Assertive (not aggressive) salespeople win more business than others. These people care so much about doing the right thing for their clients that they are willing to risk the relationship and the sale to ensure the prospect or customer makes good decisions. You want your people to be customer-focused and assertive. Does this describe your people?
What does assertiveness have to do with effort and execution? In a word, EVERYTHING. If done properly, the early conversations and meetings will help to qualify or eliminate a suspect. This will streamline your salespeople’s efforts and pipeline, giving them more time and energy to focus on finding more and better prospects.
In initial conversations, your salespeople must be gathering information that leads to a next meeting and eventually to a presentation meeting. It is only through the intelligence that is gained and utilized in building superior solutions that their presentation meetings will lead to decisions.
In each one of these steps, the skill of asking the right questions, the right way at the right time is critical. In our selling system, for a prospect to qualify they must:
- Have compelling reasons to buy, to make a change, to do something different,
- Have the capability and willingness to invest the necessary time, money and effort,
- Be willing and able to make the decision to fix the problem AND
be able and willing to make the money decision.
There are lots of questions that need to be asked to find out if the prospect qualifies in these three areas. Some of these questions require a salesperson to be assertive. Questions such as:
- “How will you go about telling your current broker / banker / relationship that you are no longer going to do business with them?”
- “If you don’t have the money, how will you solve the problem?”
- “The budget you have won’t be enough to get you the outcome you want. What part of the solution do you want to eliminate?”
- “What will you tell your partner when they say they don’t want to make the change?”
Additionally, sometimes statements are required that would be considered counter-intuitive to selling, gutsy and risky. For instance:
- “Based on our experience and our expertise and knowledge about your business, your best action is this: ______________. If that doesn’t work for you, we might not be a good match.”
- “If I treated my clients the way you’ve been treated (by your current provider), I would expect to be fired.”

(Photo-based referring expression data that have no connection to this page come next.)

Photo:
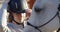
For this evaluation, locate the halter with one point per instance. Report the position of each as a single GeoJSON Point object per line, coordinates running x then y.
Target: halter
{"type": "Point", "coordinates": [37, 27]}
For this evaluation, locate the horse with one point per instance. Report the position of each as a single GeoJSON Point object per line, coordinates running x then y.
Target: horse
{"type": "Point", "coordinates": [44, 17]}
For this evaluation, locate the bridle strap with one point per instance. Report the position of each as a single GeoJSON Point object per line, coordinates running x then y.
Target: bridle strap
{"type": "Point", "coordinates": [59, 17]}
{"type": "Point", "coordinates": [33, 26]}
{"type": "Point", "coordinates": [37, 27]}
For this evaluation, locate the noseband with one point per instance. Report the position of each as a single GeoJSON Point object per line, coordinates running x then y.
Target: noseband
{"type": "Point", "coordinates": [37, 27]}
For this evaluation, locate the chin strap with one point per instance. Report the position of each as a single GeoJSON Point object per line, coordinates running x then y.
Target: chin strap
{"type": "Point", "coordinates": [59, 17]}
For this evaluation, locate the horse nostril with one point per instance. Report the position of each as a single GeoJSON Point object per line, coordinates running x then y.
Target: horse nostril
{"type": "Point", "coordinates": [37, 9]}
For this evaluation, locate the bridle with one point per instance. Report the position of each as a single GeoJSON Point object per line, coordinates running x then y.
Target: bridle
{"type": "Point", "coordinates": [37, 27]}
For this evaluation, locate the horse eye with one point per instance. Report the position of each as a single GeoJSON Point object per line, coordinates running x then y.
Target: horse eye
{"type": "Point", "coordinates": [37, 9]}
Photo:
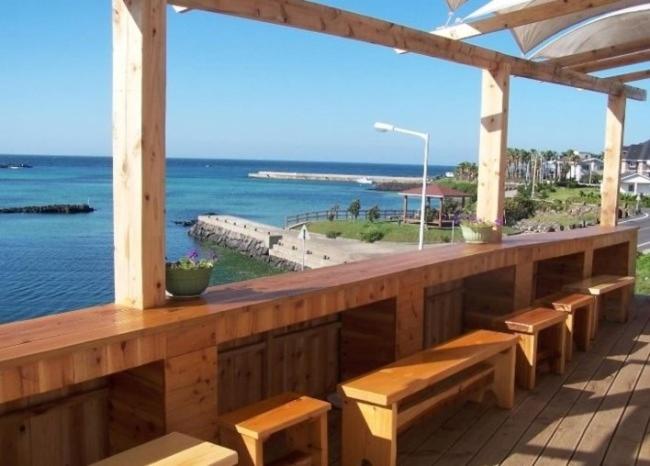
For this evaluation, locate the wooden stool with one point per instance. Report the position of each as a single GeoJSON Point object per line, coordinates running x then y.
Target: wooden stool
{"type": "Point", "coordinates": [302, 419]}
{"type": "Point", "coordinates": [580, 310]}
{"type": "Point", "coordinates": [600, 287]}
{"type": "Point", "coordinates": [171, 450]}
{"type": "Point", "coordinates": [533, 348]}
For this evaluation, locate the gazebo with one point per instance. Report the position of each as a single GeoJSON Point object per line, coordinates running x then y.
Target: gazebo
{"type": "Point", "coordinates": [435, 191]}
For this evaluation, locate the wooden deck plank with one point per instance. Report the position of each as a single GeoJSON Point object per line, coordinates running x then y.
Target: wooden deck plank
{"type": "Point", "coordinates": [540, 410]}
{"type": "Point", "coordinates": [629, 435]}
{"type": "Point", "coordinates": [554, 434]}
{"type": "Point", "coordinates": [562, 445]}
{"type": "Point", "coordinates": [596, 439]}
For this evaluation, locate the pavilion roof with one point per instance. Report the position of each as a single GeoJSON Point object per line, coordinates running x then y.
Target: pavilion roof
{"type": "Point", "coordinates": [435, 190]}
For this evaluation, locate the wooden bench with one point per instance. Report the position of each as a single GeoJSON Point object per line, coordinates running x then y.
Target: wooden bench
{"type": "Point", "coordinates": [602, 287]}
{"type": "Point", "coordinates": [533, 348]}
{"type": "Point", "coordinates": [171, 450]}
{"type": "Point", "coordinates": [302, 420]}
{"type": "Point", "coordinates": [539, 331]}
{"type": "Point", "coordinates": [580, 309]}
{"type": "Point", "coordinates": [376, 406]}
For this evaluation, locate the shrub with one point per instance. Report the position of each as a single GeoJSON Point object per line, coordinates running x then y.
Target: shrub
{"type": "Point", "coordinates": [373, 214]}
{"type": "Point", "coordinates": [355, 208]}
{"type": "Point", "coordinates": [519, 208]}
{"type": "Point", "coordinates": [370, 235]}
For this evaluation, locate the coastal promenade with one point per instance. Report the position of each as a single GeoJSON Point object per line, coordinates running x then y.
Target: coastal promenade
{"type": "Point", "coordinates": [338, 178]}
{"type": "Point", "coordinates": [283, 248]}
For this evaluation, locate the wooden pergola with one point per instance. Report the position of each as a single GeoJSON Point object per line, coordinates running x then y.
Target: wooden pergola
{"type": "Point", "coordinates": [433, 191]}
{"type": "Point", "coordinates": [139, 68]}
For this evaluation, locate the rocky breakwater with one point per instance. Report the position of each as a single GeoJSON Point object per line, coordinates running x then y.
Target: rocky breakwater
{"type": "Point", "coordinates": [49, 209]}
{"type": "Point", "coordinates": [249, 238]}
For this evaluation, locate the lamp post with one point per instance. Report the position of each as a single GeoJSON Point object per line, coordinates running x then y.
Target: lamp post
{"type": "Point", "coordinates": [384, 128]}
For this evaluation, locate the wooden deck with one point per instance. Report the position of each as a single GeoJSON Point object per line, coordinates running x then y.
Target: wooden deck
{"type": "Point", "coordinates": [598, 412]}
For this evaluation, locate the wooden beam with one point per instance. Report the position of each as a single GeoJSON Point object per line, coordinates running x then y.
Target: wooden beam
{"type": "Point", "coordinates": [493, 141]}
{"type": "Point", "coordinates": [521, 17]}
{"type": "Point", "coordinates": [139, 151]}
{"type": "Point", "coordinates": [614, 62]}
{"type": "Point", "coordinates": [614, 128]}
{"type": "Point", "coordinates": [328, 20]}
{"type": "Point", "coordinates": [602, 53]}
{"type": "Point", "coordinates": [633, 76]}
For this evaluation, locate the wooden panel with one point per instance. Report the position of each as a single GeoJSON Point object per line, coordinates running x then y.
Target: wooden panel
{"type": "Point", "coordinates": [305, 362]}
{"type": "Point", "coordinates": [367, 338]}
{"type": "Point", "coordinates": [409, 316]}
{"type": "Point", "coordinates": [612, 260]}
{"type": "Point", "coordinates": [495, 93]}
{"type": "Point", "coordinates": [139, 36]}
{"type": "Point", "coordinates": [443, 314]}
{"type": "Point", "coordinates": [614, 128]}
{"type": "Point", "coordinates": [552, 274]}
{"type": "Point", "coordinates": [327, 20]}
{"type": "Point", "coordinates": [242, 376]}
{"type": "Point", "coordinates": [490, 293]}
{"type": "Point", "coordinates": [69, 431]}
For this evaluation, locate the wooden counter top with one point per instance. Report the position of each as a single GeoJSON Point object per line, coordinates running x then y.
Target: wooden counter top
{"type": "Point", "coordinates": [69, 329]}
{"type": "Point", "coordinates": [241, 309]}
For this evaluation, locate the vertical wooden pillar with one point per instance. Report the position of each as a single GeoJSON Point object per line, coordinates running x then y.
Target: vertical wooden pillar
{"type": "Point", "coordinates": [614, 127]}
{"type": "Point", "coordinates": [139, 30]}
{"type": "Point", "coordinates": [492, 145]}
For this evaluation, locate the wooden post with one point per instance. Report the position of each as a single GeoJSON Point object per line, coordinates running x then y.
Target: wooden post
{"type": "Point", "coordinates": [614, 127]}
{"type": "Point", "coordinates": [492, 146]}
{"type": "Point", "coordinates": [139, 30]}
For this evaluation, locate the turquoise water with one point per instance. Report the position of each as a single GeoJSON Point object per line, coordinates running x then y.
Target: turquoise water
{"type": "Point", "coordinates": [53, 263]}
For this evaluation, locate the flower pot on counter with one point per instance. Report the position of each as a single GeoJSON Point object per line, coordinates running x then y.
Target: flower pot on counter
{"type": "Point", "coordinates": [475, 234]}
{"type": "Point", "coordinates": [187, 282]}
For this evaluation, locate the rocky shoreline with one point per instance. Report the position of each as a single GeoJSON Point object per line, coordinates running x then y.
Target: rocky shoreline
{"type": "Point", "coordinates": [243, 244]}
{"type": "Point", "coordinates": [49, 209]}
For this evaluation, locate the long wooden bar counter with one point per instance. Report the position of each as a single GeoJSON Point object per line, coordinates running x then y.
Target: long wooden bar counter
{"type": "Point", "coordinates": [176, 367]}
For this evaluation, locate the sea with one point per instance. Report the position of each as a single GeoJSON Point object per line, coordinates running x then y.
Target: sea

- “When we finish our presentation, which will include budget- appropriate solutions to all of the problems you’ve identified and once we have answered all your questions, I’ll need for you to make a decision on whether we’ll do business together or not.”
- “Maybe the most important thing for you to consider is “fit”. If there isn’t a fit between our two companies, then our products and pricing really don’t matter.”
Imagine that you have FAs who are gutsy enough to have these types of conversations. What would happen? You might fear that you would lose more business. But suppose that wasn’t the case. Suppose by being more assertive, your advisors eliminated the tire-kickers and the pre-planners more quickly. Suppose this lead to the elimination of think-it-overs and actually helped people to make decisions. Imagine that your advisors stopped making presentations to people who could only say “no” and never had the authority or intention of saying “yes”. What would happen?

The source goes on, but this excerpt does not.